Sounds crazy, right? Well, llamas are very sociable creatures, and they bond with other animals. So farmers will put them in a paddock with sheep or other herds, and they will instinctively protect them. As an added bonus, they like to eat weeds.
Win, win! Speaking of plants… WHAT do we know about their intelligence and abilities?


Well, you’d think that intelligence only exists in creatures that have brains.. and plants don’t have brains.

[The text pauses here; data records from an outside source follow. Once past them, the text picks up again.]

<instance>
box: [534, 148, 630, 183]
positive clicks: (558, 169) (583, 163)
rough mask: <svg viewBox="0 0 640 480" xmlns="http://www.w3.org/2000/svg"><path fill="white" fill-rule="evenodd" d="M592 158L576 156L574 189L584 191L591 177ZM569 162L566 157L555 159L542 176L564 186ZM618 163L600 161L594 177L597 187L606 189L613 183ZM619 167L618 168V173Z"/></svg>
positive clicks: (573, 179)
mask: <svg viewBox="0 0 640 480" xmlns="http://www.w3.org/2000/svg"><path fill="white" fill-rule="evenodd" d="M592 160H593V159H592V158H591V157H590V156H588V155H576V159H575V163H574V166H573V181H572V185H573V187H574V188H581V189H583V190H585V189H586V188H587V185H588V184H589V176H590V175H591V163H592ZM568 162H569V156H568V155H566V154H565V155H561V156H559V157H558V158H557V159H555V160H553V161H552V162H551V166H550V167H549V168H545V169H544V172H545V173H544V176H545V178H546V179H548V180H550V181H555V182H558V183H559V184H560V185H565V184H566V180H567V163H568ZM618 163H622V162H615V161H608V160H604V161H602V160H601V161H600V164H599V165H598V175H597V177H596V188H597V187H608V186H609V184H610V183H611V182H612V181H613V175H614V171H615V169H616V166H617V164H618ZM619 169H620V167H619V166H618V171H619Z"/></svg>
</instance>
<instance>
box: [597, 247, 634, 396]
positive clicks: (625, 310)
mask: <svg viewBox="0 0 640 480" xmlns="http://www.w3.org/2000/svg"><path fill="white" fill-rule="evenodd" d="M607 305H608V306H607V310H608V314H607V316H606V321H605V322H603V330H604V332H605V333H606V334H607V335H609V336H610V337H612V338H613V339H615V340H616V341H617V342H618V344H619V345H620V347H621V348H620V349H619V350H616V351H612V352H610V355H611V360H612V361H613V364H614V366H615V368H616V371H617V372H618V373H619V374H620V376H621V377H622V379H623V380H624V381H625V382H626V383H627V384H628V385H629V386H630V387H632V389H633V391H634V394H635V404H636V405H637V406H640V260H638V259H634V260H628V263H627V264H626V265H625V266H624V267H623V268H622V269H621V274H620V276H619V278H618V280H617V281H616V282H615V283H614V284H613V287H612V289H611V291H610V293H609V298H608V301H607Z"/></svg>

But some of them do some pretty crazily smart things. Take, for example, a Venus fly trap. It’s a carnivorous plant…
Meaning it eats meat…
Exactly – and as the name suggests, it likes to trap flies. BUT… it uses a lot of energy closing the trap, so it doesn’t want to do that if the fly has already buzzed off. If it uses the energy to snap shut, it needs to know there’ll be energy coming from dinner.
So what does it do?
Believe it or not, it counts. The fly trap has delicious nectar to attract insects… and six tiny little hairs scattered around the inside of the plant. If an insect touches a hair while it’s eating nectar, (pause for sound of timer) a 30 second timer is set. If another hair is touched within those 30 seconds… SNAP! The trap shuts over the insect.
I’m sorry… the plant can COUNT? To 30?
Well, it’s not counting like we think of it. Scientists finally figured out how the Venus fly trap does it last year. This is pretty complicated stuff, but basically, when one hair is touched, it causes the fly trap to release atoms of calcium. In all living things, calcium works as a messenger between cells. A second touch of a hair releases more calcium, and if the two hairs are triggered within 30 seconds, there’s a high enough concentration of calcium to cause the trap to shut.
So it’s the chemistry of the plant that’s doing the “counting”.
Exactly. It’s not really learning numbers and definitely not words… unlike many of the incredible animals we’ve talked about today.

The S’quiz

Question 1. What’s the disease being sniffed out by rats in Africa?
Question 2. Which large animals learned how to cooperate to get food?
Question 3. What kind of bird has 14 groovy dance moves?